親愛信託を用いると認知症が進行し判断能力が衰える前に、ご自身(委託者)の希望や想いを信頼できる人(受託者)に託して、認知症が進行した後の財産管理を任せることができます。裁判所の管理のもと財産を減らさないように管理するのではなく、信頼できる受託者が委託者であるご本人の意向や希望に沿うかたちで財産管理が行えます。

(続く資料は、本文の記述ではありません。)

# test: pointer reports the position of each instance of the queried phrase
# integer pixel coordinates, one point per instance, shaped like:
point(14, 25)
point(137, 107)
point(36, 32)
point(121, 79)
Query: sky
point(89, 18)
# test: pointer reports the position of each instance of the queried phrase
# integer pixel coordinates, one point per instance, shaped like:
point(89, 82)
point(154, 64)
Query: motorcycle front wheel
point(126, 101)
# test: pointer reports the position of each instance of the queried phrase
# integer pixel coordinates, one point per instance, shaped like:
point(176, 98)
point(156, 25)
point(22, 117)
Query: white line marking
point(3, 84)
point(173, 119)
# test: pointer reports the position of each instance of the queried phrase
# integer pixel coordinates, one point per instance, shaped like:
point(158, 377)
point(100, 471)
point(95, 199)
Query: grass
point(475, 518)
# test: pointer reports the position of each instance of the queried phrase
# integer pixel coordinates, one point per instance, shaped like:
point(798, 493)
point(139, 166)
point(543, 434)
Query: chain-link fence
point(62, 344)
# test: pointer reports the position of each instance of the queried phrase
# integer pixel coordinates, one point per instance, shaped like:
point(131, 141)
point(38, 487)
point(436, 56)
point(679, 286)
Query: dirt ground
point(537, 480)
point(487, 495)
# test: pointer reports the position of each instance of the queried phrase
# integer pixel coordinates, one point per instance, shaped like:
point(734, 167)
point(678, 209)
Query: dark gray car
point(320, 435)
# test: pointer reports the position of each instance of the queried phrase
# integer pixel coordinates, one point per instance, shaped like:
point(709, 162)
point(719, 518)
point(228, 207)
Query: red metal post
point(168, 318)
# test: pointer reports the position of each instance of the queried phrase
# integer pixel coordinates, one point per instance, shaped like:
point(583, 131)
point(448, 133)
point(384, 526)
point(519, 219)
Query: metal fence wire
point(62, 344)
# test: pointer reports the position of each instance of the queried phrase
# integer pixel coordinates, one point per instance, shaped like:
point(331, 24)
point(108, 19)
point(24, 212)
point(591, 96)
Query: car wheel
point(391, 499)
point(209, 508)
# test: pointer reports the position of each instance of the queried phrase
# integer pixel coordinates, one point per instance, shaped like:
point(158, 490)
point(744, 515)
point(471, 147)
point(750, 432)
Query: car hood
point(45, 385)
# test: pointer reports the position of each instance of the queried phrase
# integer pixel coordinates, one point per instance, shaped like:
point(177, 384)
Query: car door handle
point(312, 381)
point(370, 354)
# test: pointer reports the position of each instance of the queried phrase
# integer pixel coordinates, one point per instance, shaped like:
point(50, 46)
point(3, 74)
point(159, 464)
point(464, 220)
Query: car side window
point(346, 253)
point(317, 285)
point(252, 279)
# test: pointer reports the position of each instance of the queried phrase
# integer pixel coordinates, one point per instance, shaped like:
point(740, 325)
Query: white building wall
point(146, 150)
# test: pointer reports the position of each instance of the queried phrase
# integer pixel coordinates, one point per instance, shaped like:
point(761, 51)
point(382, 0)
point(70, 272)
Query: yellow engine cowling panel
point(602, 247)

親愛信託と成年後見制度の組み合わせることでよりよいサポート体制が作れます。
こうした対策を行わない場合は、判断能力が低下し契約などの行為が難しくなったあとに家庭裁判所に成年後見の申し立てをすることになります。その後、家庭裁判所の調査が入り、おおむね2か月程度で後見人が選定され、後見人が本人に代わって財産を管理することになります。後見制度の場合は親族ではない専門家が指定されるケースがあり、信用できる親族が後見人になるとは限りません。こうしたデメリットがある一方、成年後見制度には身上監護という委託者を支援する役割もあります。これは知的障がいを持つなどの被後見人の介護保険や病院の手続きなどをサポートする仕事です。親愛信託は柔軟な財産管理は得意ですが、身上監護はできません。親愛信託と成年後見制度をうまく組み合わせることで両者の良い面が発揮されます。

■成年後見制度の問題点

成年後見制度を利用した場合の問題点としては以下があげられます。

1.柔軟な財産管理・運用が困難

成年後見制度は被後見人の財産を減らさないことを前提に財産を管理する必要があります。居住用不動産の売却には裁判所の許可が必要となります。現預金も基本的には本人のためにしか使えません。妻の介護費用に使うことも難しくなります。

2.財産を管理する後見人を自由に選べない

信用できる親族が後見人になるとは限りません。親族を後見人に希望しても財産の状況などにより弁護士、司法書士などの親族ではない専門家が選任される場合もあります。この場合に、被後見人の財産は「被後見人の本人保護」の名のもとに被後見人の財産はすべて後見人によって管理されます。被後見人の方の所有不動産、預金口座通帳、有価証券すべての財産を後見人という立場で、被後見人の方の家族間にも介入してきます。被後見人の方が認知症になる前までの安定した良き家族関係も崩壊する恐れがあります。あくまで、後見人は被後見人のための財産管理なので、被後見人の方のご家族は何も口出し出来なくなります。特筆すべきは、社会的信用のあるはずの法律家が被後見人の方の財産に手を付ける横領事件が絶えません。また、専門家への報酬が継続的に発生してきます。